= Walter Kerdiff =

Walter Kerdiff (died 1557) was an Irish judge and landowner of the sixteenth century.

==Family==
As his surname suggests his family came originally from Cardiff, but they had long been settled in Ireland, near Finglas in County Dublin, where they are recorded from at least the 1450s. There was also an established de Kerdiff family in Cork, although it is unclear if the two families were related. The bridge now called "Cardiff's Bridge" on the River Tolka was named for the Dublin family.

==Landowner==
Walter was the principal landowner in Finglas in the last years of the reign of Henry VIII, and later owned lands at Castleknock, Pelletstown (modern Blanchardstown) and Turvey in County Dublin, and at Shallan in County Meath.

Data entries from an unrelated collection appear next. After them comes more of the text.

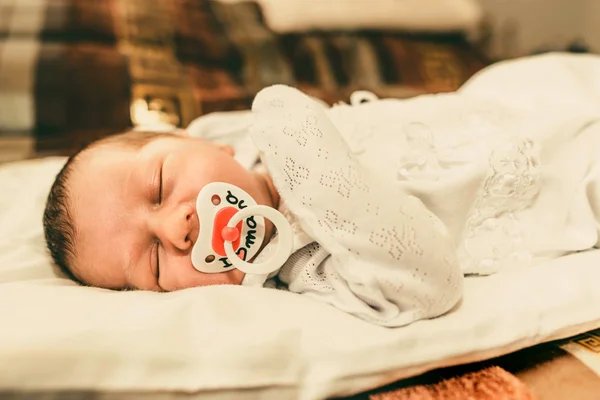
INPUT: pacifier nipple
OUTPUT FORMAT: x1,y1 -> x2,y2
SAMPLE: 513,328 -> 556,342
192,182 -> 293,274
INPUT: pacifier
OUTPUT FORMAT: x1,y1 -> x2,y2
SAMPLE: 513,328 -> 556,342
192,182 -> 293,274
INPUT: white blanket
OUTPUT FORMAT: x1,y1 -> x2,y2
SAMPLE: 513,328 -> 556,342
0,55 -> 600,399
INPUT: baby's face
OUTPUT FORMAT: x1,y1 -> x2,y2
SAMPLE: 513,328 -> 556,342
70,137 -> 276,291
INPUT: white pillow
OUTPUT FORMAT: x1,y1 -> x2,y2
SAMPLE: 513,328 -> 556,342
0,158 -> 65,283
0,152 -> 600,400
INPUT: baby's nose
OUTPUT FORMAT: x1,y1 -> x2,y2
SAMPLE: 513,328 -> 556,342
165,204 -> 199,251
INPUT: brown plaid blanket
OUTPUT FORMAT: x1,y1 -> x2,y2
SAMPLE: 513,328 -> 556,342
0,0 -> 486,159
0,329 -> 600,400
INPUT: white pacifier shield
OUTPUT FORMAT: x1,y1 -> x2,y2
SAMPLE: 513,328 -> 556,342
192,182 -> 265,273
192,182 -> 293,274
225,206 -> 294,274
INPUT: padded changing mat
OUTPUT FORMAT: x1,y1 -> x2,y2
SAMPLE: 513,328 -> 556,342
0,159 -> 600,399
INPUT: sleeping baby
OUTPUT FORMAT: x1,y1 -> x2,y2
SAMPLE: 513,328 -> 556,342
44,56 -> 600,327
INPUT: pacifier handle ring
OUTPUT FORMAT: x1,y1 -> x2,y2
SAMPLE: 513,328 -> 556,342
223,206 -> 294,274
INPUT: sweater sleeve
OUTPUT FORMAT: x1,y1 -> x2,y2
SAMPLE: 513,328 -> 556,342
250,86 -> 462,327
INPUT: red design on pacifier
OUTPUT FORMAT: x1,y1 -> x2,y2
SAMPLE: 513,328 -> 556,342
191,182 -> 293,274
212,207 -> 242,257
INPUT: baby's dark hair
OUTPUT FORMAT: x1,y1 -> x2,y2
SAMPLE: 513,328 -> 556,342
43,131 -> 173,285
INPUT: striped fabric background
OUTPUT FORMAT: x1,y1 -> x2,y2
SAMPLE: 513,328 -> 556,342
0,0 -> 486,161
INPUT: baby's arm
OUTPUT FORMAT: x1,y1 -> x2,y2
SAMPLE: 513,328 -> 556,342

He claimed ownership of lands at Dowth, also in County Meath, which led to a lawsuit in 1555 with another High Court judge, Luke Netterville, who was the head of an old-established landowning family from Dowth. Kerdiff's ownership of such extensive lands suggests that, like most of his colleagues, he had acquired considerable wealth from the Dissolution of the Monasteries, although Kenny notes that there is no firm evidence of this.

==Judge==
Walter was appointed a judge of the Court of Common Pleas (Ireland) in 1535, and served until 1557. He was one of the Irish judges who signed a petition to King Henry VIII in 1541 asking for the legal title to the King's Inn to be vested in the petitioners. He probably retired in 1557, and died later the same year.